The purpose of the set-up so far is to isolate the movement to feel the feeling of fascial stretch while breathing.

I notice that my chest movement is driving the movement of the arms pulling on the theraband and I noticed a feeling stretch through the arms. Then once I got the feeling, then I could relax the arms and continue feeling the fascial stretch.

I commented that the feeling I noticed is subtle and not distinctly definable. There were no "fireworks"; nothing that just popped out as really unusual, distinct, unique feeling. I can't think of a way to describe the feeling of fascial stretch other than, subtle.

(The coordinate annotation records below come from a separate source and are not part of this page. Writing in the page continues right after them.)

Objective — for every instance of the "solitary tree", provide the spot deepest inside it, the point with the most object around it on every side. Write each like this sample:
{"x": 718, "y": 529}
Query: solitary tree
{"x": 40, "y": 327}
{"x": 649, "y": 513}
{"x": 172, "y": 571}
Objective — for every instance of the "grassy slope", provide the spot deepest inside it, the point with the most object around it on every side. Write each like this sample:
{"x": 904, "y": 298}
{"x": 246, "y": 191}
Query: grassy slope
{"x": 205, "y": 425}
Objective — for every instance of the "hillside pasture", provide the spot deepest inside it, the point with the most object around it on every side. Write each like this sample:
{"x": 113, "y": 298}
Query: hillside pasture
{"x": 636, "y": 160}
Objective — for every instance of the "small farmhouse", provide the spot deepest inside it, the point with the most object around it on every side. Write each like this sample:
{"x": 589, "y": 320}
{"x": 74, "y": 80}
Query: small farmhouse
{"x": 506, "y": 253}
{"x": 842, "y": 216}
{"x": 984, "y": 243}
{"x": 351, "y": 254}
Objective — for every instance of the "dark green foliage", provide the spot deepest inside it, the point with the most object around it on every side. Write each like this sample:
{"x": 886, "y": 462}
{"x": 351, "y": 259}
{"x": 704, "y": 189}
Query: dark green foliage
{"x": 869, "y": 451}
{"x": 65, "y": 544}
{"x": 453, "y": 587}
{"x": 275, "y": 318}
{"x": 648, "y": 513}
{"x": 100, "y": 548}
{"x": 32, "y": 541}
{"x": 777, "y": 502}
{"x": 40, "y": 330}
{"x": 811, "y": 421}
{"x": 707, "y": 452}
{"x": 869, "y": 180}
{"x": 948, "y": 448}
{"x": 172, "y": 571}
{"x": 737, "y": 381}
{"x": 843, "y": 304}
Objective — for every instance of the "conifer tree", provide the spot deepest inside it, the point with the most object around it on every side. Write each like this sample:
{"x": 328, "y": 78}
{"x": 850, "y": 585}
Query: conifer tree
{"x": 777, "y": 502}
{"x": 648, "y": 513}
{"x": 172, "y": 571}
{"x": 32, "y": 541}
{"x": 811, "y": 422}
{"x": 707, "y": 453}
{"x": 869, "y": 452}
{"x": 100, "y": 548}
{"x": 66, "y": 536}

* Practicing the theraband stretch, I don't know if I'm getting the feel. I know feeling changes. I'm being careful to identify and not use muscle to isolate movement to breathing.

* Training insight. I've never been able to find nor has anyone ever explained to me the mechanical process of how relaxing leads to internal strength. Here's what I understand of the process now:
  1. I began with a lot of muscular tension and a vague "mind" disembodiment.
  2. Relax is a method to draw my attention and awareness into my body.
  3. A simple, static posture like zhan zhuang is key to getting the mind to focus inside the body to the level of relax detail needed.
  4. The process of embodying the mind and relaxing contributes to re-patterning my muscular and fascial structure. (Getting Rolfing massage also helps in this repatterning.)
  5. The more I relax (remove fascial adhesions and muscular tension) equates to the more my mind is embodied in my body.
  6. Developing relax and this kind of embodied awareness is just the beginning. Having the intention to feel fascial connection is the gateway.
  7. And this is about where I am now. I've got a fair level of relax. I have an idea of intention. I see in others how this process can play out. I haven't yet found for myself the proper balance of relax and intention that is beginning of internal strength. In my intention I revert to too much muscle. I have to figure out how to express the intention of fascial connection with relax without reverting to relying on muscle.

Further reading:
Introductory article explaining this "Journal Notes" series: Zhan Zhuang Training Journal
Previous article in this series: Lessons from the Shoulder: Journal Notes #98
Next article in this series: - Finally! The Beginning: Journal Notes #100

Make sure to visit Wujifa.com and the Wujifa blog.
And stop by The School of Cultivation and Practice.





1 comment:

  1. This is very interesting to read. I have been practicing ZZ for a few years and have done so the alleviate a very painful lower back. ZZ helps tremendously. There are mornings when my left lower back/hip is one tight, painful knot. 10 minutes of standing will open it up. I usually stand for about 40 minutes almost every day. When I skip my practice, I do not feel ok. I have noticed that I have gotten better in being able to relax more deeply and have used Lam's book The Way of Energy to train. Zhan Zhuang has had a deep impact on my life, and my intention is to keep it up for many more years to come. I feel quite healthy at age 59. Good luck and persevere with your practice.